Analyze the use of antibacterial drugs and bacterial resistance in psychiatric hospital during the epidemic. Using the hospital information system and the National Antibacterial Drug Clinical Application Monitoring Network, we retrospectively collected data on the use of antibacterial drugs and bacterial resistance in psychiatric hospitals during the 2022 epidemic. During the 2022 epidemic, our hospital had an antibiotic use rate of 5.00%, a usage intensity of 3.07, a combined medication rate of 11.11%, a cumulative DDDs of 12,039.04, and antibiotic costs accounting for 3.95% of total drug costs. These are much lower than the levels in Jiangsu Province and nationwide. However, the rate of microbiological submission for antibacterial drug use was 77.78%, higher than that of Jiangsu Province and nationwide. The main antibiotics used in our hospital were third-generation cephalosporins, penicillins, and quinolone antibiotics, with the most commonly used being cefodizime, amoxicillin, and piperacillin-tazobactam. The results showed that Gram-negative bacteria mainly exhibited resistance to penicillins, cephalosporins, and quinolones, especially ampicillin, amoxicillin-clavulanic acid, ceftazidime, ceftriaxone, amikacin, and ciprofloxacin. Gram-positive bacteria mainly resisted penicillins, macrolides, and quinolones, especially penicillin, benzylpenicillin, erythromycin, levofloxacin, and ciprofloxacin. This study reveals a complex relationship between the rational use of antibacterial drugs and bacterial resistance in the psychiatric hospital. Although antimicrobial usage during the pandemic was generally appropriate, increased use in psychiatric settings correlated with rising bacterial resistance, thereby impacting treatment outcomes and patient prognosis. Therefore, it is recommended to enhance monitoring of bacterial resistance and regularly analyze resistance data to optimize antimicrobial use in psychiatric hospitals. This approach aims to ensure effective treatment while minimizing the development of resistant strains, ultimately improving the overall value of healthcare services.

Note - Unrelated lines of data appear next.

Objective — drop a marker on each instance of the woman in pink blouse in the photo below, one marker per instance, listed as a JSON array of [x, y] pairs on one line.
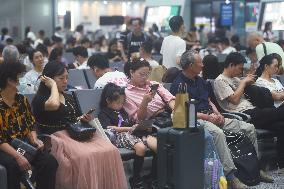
[[141, 102]]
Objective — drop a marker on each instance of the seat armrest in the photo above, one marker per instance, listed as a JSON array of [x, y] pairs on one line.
[[46, 139], [110, 135], [232, 116], [245, 117]]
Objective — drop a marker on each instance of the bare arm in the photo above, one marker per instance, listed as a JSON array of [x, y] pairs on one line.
[[142, 111], [277, 96], [172, 104], [178, 60], [236, 97], [53, 101]]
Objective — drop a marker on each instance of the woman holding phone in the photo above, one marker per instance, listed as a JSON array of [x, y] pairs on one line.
[[93, 164]]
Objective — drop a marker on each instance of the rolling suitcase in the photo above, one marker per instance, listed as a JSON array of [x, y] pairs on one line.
[[180, 158]]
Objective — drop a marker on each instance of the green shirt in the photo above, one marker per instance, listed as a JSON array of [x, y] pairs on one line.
[[270, 48]]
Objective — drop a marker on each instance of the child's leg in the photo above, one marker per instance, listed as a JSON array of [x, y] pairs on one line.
[[152, 143], [140, 149]]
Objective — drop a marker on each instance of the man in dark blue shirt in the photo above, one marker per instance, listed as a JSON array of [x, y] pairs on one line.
[[209, 116]]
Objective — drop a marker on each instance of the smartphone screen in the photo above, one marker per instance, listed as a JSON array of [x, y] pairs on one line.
[[154, 87]]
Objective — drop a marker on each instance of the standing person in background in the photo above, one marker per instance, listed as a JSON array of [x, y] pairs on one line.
[[173, 45], [29, 34], [202, 36], [79, 33], [267, 32], [103, 44], [225, 46], [135, 38], [4, 35], [236, 43], [40, 38], [157, 70]]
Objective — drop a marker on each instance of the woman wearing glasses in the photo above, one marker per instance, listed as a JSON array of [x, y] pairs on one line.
[[269, 66]]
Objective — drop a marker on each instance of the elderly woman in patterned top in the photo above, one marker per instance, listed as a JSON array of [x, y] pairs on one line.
[[17, 121]]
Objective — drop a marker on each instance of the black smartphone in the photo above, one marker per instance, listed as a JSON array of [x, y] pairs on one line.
[[91, 111], [154, 87]]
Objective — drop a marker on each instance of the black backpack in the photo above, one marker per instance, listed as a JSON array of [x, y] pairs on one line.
[[244, 157]]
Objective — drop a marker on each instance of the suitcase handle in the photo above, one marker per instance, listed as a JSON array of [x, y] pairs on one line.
[[169, 162]]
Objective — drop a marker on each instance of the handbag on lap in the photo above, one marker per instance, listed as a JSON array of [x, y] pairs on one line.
[[81, 131]]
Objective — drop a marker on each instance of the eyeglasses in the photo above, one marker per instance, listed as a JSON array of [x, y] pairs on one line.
[[145, 75]]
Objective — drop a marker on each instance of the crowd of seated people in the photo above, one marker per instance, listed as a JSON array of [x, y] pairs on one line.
[[127, 99]]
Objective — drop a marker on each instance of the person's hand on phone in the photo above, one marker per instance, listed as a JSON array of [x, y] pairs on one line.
[[148, 97], [87, 118], [49, 82], [249, 79], [23, 163]]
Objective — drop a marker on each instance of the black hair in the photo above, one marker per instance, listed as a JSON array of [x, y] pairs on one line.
[[213, 39], [10, 70], [51, 70], [41, 32], [111, 93], [157, 45], [235, 39], [71, 40], [175, 23], [1, 48], [43, 49], [32, 52], [187, 58], [56, 39], [147, 46], [9, 40], [266, 26], [225, 41], [79, 28], [99, 61], [54, 54], [170, 75], [80, 51], [112, 42], [46, 42], [58, 28], [234, 58], [21, 48], [27, 30], [4, 32], [135, 64], [211, 68], [280, 42], [250, 51], [140, 21], [267, 60]]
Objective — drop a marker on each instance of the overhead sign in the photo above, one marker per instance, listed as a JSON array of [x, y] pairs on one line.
[[226, 14]]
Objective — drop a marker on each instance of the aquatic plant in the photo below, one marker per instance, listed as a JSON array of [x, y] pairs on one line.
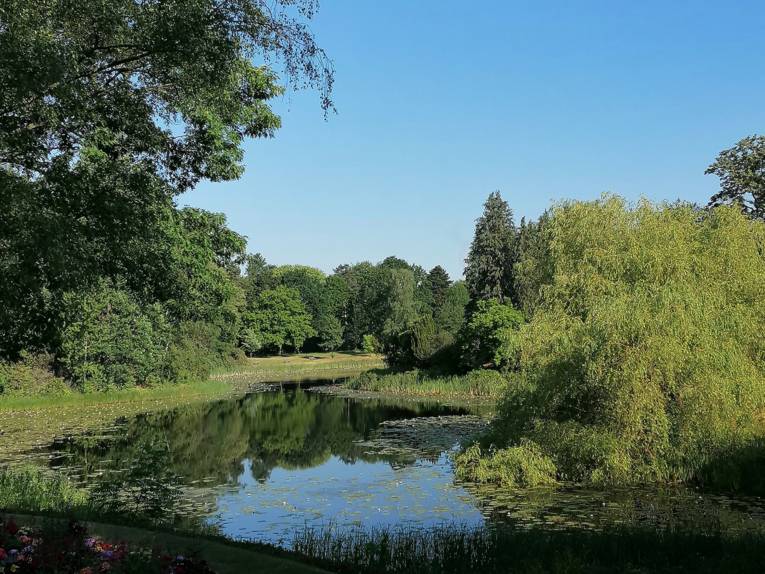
[[455, 550], [519, 466]]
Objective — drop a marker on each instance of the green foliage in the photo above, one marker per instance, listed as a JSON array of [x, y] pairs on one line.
[[491, 335], [533, 268], [31, 375], [371, 344], [114, 74], [439, 283], [489, 264], [109, 340], [741, 170], [503, 549], [29, 489], [514, 467], [451, 315], [278, 319], [644, 360], [475, 384], [196, 350]]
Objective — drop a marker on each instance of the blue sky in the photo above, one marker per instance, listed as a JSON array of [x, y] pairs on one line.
[[441, 102]]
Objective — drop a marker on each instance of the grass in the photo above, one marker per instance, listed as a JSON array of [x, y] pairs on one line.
[[43, 498], [28, 488], [28, 423], [475, 385], [454, 550], [301, 366], [234, 378]]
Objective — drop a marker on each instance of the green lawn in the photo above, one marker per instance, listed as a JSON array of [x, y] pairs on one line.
[[224, 557], [27, 423]]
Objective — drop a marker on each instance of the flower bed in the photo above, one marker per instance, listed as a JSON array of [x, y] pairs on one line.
[[70, 549]]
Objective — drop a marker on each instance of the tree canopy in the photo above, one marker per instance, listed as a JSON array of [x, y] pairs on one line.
[[489, 264], [741, 170]]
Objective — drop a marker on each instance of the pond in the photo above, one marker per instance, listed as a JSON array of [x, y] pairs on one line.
[[268, 464]]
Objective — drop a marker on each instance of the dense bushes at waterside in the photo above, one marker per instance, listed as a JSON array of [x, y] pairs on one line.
[[644, 359], [480, 383]]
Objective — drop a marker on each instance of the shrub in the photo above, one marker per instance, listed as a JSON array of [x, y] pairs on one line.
[[644, 360], [196, 350], [371, 344], [514, 467], [109, 340], [31, 375]]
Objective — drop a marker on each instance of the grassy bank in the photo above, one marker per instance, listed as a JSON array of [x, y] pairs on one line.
[[453, 550], [234, 378], [301, 367], [475, 385], [27, 424], [443, 550]]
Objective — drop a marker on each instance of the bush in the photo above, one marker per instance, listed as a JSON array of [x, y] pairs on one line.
[[371, 344], [109, 340], [31, 375], [645, 359], [514, 467], [196, 351]]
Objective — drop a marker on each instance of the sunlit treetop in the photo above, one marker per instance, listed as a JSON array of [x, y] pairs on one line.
[[172, 86]]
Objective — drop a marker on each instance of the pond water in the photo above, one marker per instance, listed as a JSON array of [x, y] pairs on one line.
[[268, 464]]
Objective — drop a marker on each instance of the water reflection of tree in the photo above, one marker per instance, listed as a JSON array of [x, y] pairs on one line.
[[208, 443]]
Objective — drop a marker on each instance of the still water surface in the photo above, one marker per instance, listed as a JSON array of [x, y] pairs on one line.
[[271, 463]]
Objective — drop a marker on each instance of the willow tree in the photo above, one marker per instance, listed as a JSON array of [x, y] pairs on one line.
[[111, 108]]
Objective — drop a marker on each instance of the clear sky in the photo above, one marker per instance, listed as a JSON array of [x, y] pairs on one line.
[[441, 102]]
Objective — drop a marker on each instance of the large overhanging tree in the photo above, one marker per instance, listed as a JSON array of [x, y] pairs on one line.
[[173, 85], [108, 110]]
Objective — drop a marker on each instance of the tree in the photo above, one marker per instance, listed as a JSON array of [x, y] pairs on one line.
[[258, 276], [451, 316], [490, 336], [113, 75], [489, 264], [278, 319], [741, 170], [108, 339], [533, 269], [108, 110], [644, 360], [438, 281]]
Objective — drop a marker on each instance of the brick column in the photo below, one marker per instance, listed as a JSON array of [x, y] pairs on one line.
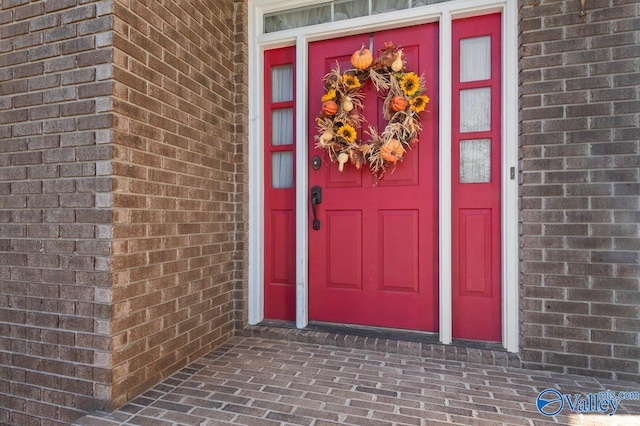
[[579, 194]]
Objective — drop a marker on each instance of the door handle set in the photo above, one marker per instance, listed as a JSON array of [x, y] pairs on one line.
[[316, 198]]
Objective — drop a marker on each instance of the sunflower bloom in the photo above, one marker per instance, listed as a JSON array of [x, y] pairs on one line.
[[410, 84], [348, 133], [419, 103], [329, 96], [351, 82]]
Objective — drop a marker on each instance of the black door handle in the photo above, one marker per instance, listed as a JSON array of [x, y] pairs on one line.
[[316, 198]]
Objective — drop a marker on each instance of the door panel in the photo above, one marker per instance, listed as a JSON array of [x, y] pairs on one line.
[[374, 259]]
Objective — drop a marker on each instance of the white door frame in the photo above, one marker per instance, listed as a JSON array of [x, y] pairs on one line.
[[444, 13]]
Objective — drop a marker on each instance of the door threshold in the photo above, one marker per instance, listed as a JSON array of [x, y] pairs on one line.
[[377, 332], [403, 342]]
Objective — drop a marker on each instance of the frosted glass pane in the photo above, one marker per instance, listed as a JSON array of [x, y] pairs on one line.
[[297, 18], [475, 161], [475, 110], [282, 126], [282, 169], [282, 83], [475, 59]]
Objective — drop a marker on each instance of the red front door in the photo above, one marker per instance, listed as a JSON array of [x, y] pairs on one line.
[[374, 259]]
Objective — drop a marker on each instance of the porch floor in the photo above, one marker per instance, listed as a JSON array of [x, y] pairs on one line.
[[254, 380]]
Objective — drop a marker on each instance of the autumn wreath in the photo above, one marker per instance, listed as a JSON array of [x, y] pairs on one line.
[[341, 116]]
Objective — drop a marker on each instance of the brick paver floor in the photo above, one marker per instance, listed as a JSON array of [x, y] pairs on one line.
[[256, 381]]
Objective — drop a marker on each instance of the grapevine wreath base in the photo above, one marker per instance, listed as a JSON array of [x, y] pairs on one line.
[[341, 116]]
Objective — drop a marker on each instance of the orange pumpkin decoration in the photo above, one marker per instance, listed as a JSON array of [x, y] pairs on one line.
[[329, 107], [399, 103], [392, 151], [362, 58]]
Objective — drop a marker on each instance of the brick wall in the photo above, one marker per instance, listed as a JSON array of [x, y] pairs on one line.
[[579, 187], [174, 196], [54, 222]]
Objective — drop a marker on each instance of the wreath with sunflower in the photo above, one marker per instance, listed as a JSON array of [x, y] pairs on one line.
[[341, 117]]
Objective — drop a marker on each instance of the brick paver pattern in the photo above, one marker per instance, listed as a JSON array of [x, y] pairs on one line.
[[255, 381]]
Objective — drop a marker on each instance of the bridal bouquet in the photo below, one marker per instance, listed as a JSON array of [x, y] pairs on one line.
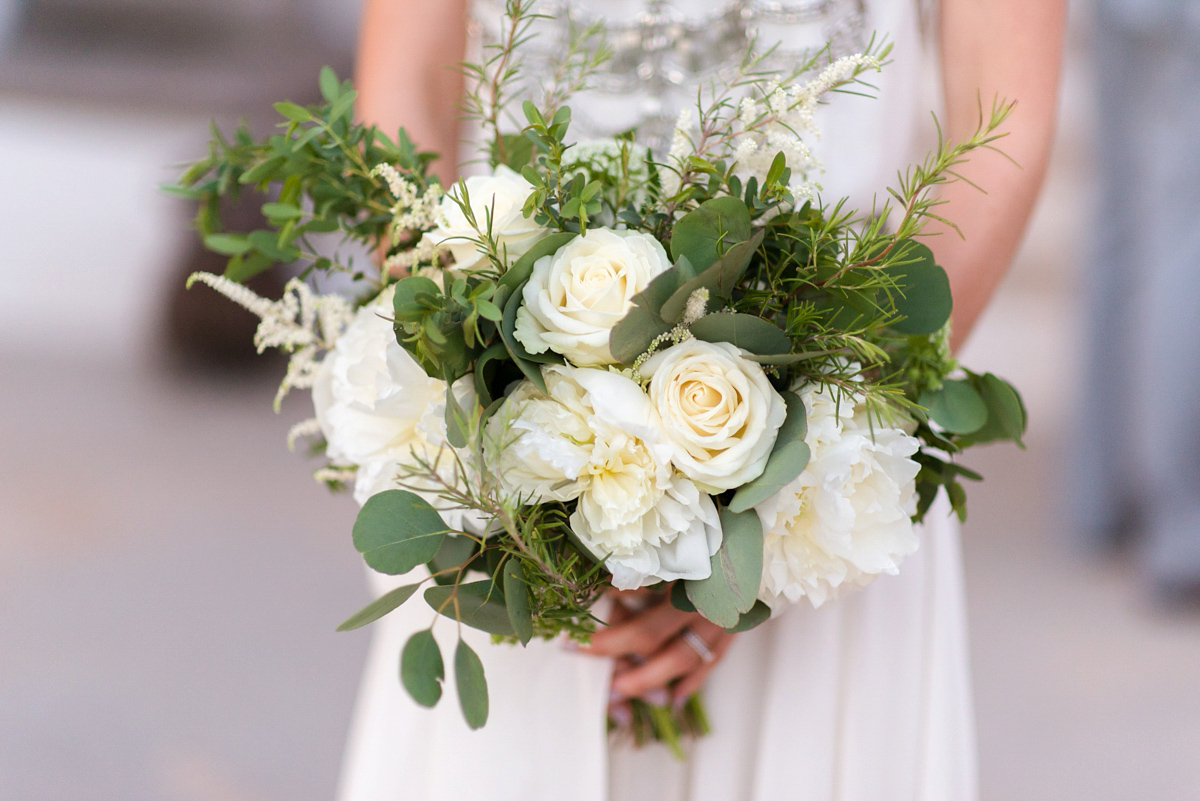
[[592, 366]]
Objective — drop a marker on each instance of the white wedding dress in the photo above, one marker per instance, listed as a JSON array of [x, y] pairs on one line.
[[864, 699]]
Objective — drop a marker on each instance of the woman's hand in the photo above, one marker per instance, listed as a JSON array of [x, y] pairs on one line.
[[648, 637]]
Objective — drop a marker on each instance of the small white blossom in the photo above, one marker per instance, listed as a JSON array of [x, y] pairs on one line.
[[301, 323]]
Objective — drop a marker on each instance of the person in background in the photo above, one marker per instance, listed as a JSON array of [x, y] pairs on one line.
[[1138, 451]]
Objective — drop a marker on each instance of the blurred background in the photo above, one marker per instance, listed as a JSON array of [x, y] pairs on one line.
[[171, 578]]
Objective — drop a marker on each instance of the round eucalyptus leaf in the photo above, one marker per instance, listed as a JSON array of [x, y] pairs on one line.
[[705, 234], [924, 296], [421, 669], [744, 331], [396, 531], [759, 614], [957, 407], [468, 673]]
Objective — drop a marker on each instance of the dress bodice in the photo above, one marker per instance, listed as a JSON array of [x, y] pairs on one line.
[[665, 49]]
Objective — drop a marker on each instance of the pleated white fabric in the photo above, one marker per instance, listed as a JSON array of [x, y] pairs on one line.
[[864, 699]]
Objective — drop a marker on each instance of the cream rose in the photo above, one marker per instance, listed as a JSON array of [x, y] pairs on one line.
[[720, 414], [846, 518], [576, 296], [594, 438], [502, 196]]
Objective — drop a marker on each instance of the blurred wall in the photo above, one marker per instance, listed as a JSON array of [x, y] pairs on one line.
[[101, 102]]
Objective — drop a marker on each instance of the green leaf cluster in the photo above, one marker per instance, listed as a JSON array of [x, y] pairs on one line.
[[317, 174]]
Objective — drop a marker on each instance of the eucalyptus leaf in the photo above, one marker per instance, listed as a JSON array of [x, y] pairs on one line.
[[396, 531], [744, 331], [468, 673], [403, 301], [784, 465], [293, 112], [480, 606], [957, 407], [421, 669], [634, 335], [516, 600], [521, 357], [732, 589], [719, 278], [378, 608], [228, 244], [455, 552], [759, 614], [329, 84], [789, 457], [1006, 413], [457, 423], [679, 598], [706, 233], [924, 296]]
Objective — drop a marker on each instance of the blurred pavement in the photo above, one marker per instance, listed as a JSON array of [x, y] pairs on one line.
[[171, 577]]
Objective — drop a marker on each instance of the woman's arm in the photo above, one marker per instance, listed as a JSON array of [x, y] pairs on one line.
[[1011, 49], [406, 73]]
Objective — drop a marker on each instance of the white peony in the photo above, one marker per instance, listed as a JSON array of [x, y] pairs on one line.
[[847, 517], [576, 296], [502, 196], [594, 438], [720, 414], [379, 410], [539, 445]]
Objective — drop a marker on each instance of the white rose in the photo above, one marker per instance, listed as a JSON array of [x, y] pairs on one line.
[[576, 296], [846, 518], [539, 445], [502, 196], [379, 411], [720, 414], [594, 439]]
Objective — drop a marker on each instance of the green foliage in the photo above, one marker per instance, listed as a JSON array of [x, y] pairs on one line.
[[396, 531], [707, 233], [379, 607], [421, 669], [923, 293], [732, 589], [957, 407], [789, 457], [479, 604], [468, 673], [759, 614], [516, 601], [317, 172], [745, 331]]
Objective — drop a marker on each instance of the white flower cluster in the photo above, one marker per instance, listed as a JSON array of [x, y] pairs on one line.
[[778, 121], [412, 210], [497, 210], [301, 323], [847, 517], [382, 414], [639, 453]]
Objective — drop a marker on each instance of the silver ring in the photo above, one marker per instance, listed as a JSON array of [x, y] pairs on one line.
[[697, 644]]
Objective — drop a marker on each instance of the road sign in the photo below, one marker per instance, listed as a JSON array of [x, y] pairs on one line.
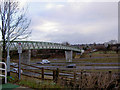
[[19, 48]]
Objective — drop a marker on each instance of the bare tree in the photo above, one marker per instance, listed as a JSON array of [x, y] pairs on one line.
[[19, 23]]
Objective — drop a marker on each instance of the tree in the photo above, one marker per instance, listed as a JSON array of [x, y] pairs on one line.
[[19, 23]]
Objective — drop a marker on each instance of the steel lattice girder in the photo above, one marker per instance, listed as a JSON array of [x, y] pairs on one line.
[[40, 45]]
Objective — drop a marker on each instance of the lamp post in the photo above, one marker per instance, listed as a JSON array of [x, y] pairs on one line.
[[8, 42]]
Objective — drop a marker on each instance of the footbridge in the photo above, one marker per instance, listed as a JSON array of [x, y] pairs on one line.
[[29, 45]]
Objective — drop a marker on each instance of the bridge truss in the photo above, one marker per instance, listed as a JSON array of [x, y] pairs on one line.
[[27, 45]]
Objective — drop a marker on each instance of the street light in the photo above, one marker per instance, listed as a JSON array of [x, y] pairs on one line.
[[8, 41]]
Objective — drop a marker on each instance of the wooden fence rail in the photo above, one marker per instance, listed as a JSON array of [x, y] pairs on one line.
[[56, 74]]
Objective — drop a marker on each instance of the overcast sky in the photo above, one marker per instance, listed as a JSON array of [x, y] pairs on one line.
[[74, 22]]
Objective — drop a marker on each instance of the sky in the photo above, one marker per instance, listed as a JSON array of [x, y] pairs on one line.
[[73, 21]]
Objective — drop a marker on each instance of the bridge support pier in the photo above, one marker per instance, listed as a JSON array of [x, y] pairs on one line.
[[26, 57], [68, 56]]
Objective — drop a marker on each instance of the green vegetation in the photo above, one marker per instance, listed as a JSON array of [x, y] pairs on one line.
[[33, 83]]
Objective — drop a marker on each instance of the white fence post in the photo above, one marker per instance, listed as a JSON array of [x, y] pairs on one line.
[[5, 69]]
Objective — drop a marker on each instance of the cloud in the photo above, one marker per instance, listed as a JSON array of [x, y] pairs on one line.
[[75, 22]]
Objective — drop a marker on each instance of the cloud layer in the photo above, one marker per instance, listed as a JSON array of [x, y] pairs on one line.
[[74, 22]]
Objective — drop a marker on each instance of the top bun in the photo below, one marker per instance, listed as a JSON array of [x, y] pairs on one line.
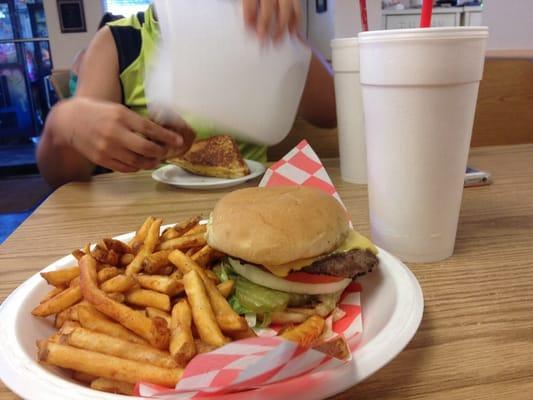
[[277, 225]]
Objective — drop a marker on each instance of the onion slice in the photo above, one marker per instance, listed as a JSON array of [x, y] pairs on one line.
[[266, 279]]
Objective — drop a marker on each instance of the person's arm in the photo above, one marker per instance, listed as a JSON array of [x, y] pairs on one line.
[[93, 128]]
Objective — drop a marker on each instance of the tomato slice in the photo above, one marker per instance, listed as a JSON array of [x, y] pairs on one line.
[[304, 277]]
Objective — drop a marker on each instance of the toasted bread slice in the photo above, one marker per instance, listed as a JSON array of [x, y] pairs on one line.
[[217, 156]]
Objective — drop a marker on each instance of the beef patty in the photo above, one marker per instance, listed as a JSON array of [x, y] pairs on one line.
[[350, 264]]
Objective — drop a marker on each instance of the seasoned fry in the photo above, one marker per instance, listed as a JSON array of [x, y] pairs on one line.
[[183, 242], [226, 288], [100, 343], [156, 261], [203, 347], [113, 386], [140, 235], [126, 259], [150, 243], [118, 297], [52, 293], [81, 377], [58, 303], [337, 348], [107, 273], [148, 298], [227, 319], [61, 277], [106, 366], [94, 320], [78, 254], [155, 312], [120, 283], [160, 283], [205, 256], [182, 346], [202, 313], [117, 246], [196, 229], [155, 331], [307, 332]]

分析疫情期间精神病医院抗菌药物的使用情况及细菌耐药性。利用医院信息系统和国家抗菌药物临床应用监测网,我们回顾性收集了2022年疫情期间精神病医院抗菌药物使用情况及细菌耐药性的数据。2022年疫情期间,我院抗生素使用率为5.00%,使用强度为3.07,联合用药率为11.11%,累计限定日剂量(DDDs)为12,039.04,抗生素费用占药品总费用的3.95%。这些数据远低于江苏省和全国水平。然而,抗菌药物使用的微生物送检率为77.78%,高于江苏省和全国水平。我院使用的主要抗生素为第三代头孢菌素、青霉素类和喹诺酮类抗生素,最常用的是头孢地嗪、阿莫西林和哌拉西林-他唑巴坦。结果显示,革兰阴性菌主要对青霉素类、头孢菌素类和喹诺酮类耐药,尤其是氨苄西林、阿莫西林-克拉维酸、头孢他啶、头孢曲松、阿米卡星和环丙沙星。革兰阳性菌主要对青霉素类、大环内酯类和喹诺酮类耐药,尤其是青霉素、苄星青霉素、红霉素、左氧氟沙星和环丙沙星。本研究揭示了精神病医院抗菌药物合理使用与细菌耐药性之间的复杂关系。虽然疫情期间抗菌药物的使用总体上是合理的,但精神病医院抗菌药物使用的增加与细菌耐药性的上升相关,从而影响治疗效果和患者预后。因此,建议加强细菌耐药性监测,定期分析耐药数据,以优化精神病医院抗菌药物的使用。这种方法旨在确保有效治疗,同时尽量减少耐药菌株的产生,最终提高医疗服务的整体价值。